At Last
4
Dear Dylan,
Remember when I asked you why you liked me, and you said that you just woke up one day and when the picture of my face came up in your head, you smiled and was reassured that your day was going to be complete?
I kinda can relate to that now. Because this morning, I woke up to a beautiful face in my head and I’ve never felt more whole in my life.
Although I think I’ve always known that I loved the owner of that face even before. When during those times I felt insecure about myself and he would unfailingly tell me how amazing I was. When I didn’t need to say anything yet he would bizarrely know what I wanted, what I needed. When I’d be out of his sight, even for just five minutes because I went to the girl’s toilet, and he misses me like I had been gone for a year. Or when he came with me to watch The Five concert regardless of how much he hated boy bands…Even bought the tickets with his own money.
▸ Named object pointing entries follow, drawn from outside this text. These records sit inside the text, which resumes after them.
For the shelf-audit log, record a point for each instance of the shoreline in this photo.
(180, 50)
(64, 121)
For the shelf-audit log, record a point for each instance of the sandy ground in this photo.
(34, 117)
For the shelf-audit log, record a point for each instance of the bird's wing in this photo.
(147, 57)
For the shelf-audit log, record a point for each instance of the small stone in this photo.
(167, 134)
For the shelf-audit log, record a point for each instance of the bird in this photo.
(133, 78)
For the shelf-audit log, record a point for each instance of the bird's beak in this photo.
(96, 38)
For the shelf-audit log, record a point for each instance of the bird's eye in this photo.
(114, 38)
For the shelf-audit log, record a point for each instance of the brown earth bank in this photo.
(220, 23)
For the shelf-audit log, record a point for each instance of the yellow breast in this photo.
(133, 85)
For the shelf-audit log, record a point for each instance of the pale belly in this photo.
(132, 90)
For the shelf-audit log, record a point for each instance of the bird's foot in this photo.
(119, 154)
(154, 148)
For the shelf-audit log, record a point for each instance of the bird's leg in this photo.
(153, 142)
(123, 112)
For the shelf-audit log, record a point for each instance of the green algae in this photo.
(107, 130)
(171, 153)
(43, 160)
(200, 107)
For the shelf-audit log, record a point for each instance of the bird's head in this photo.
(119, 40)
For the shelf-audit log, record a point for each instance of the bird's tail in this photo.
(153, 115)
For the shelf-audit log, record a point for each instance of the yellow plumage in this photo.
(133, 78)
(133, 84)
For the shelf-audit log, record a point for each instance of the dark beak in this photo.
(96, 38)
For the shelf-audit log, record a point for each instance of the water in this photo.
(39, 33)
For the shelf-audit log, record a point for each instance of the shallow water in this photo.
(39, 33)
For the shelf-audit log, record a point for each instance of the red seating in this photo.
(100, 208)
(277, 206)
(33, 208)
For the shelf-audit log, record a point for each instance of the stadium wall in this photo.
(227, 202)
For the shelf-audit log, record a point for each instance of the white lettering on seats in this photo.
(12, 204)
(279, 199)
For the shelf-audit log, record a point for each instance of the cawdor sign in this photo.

I could go on, you know, but this paper would not be enough to list every big or little, crazy or rational thing you’ve done to make my heart race or skip in beats. Or make me feel as if I was the most beautiful girl in the world. Like you. Beautiful.
I guess what I’m trying to say here is that…I love you. I love you, too. I love you more than words can say. I love you to the moon and back. And I love you I’d give anything I have to be with you right now just to tell you ‘I love you.’
I miss you, Dylan, and I can’t wait for you to keep your promise to come back for me. And it doesn’t matter if it’ll take you years. As long as you will.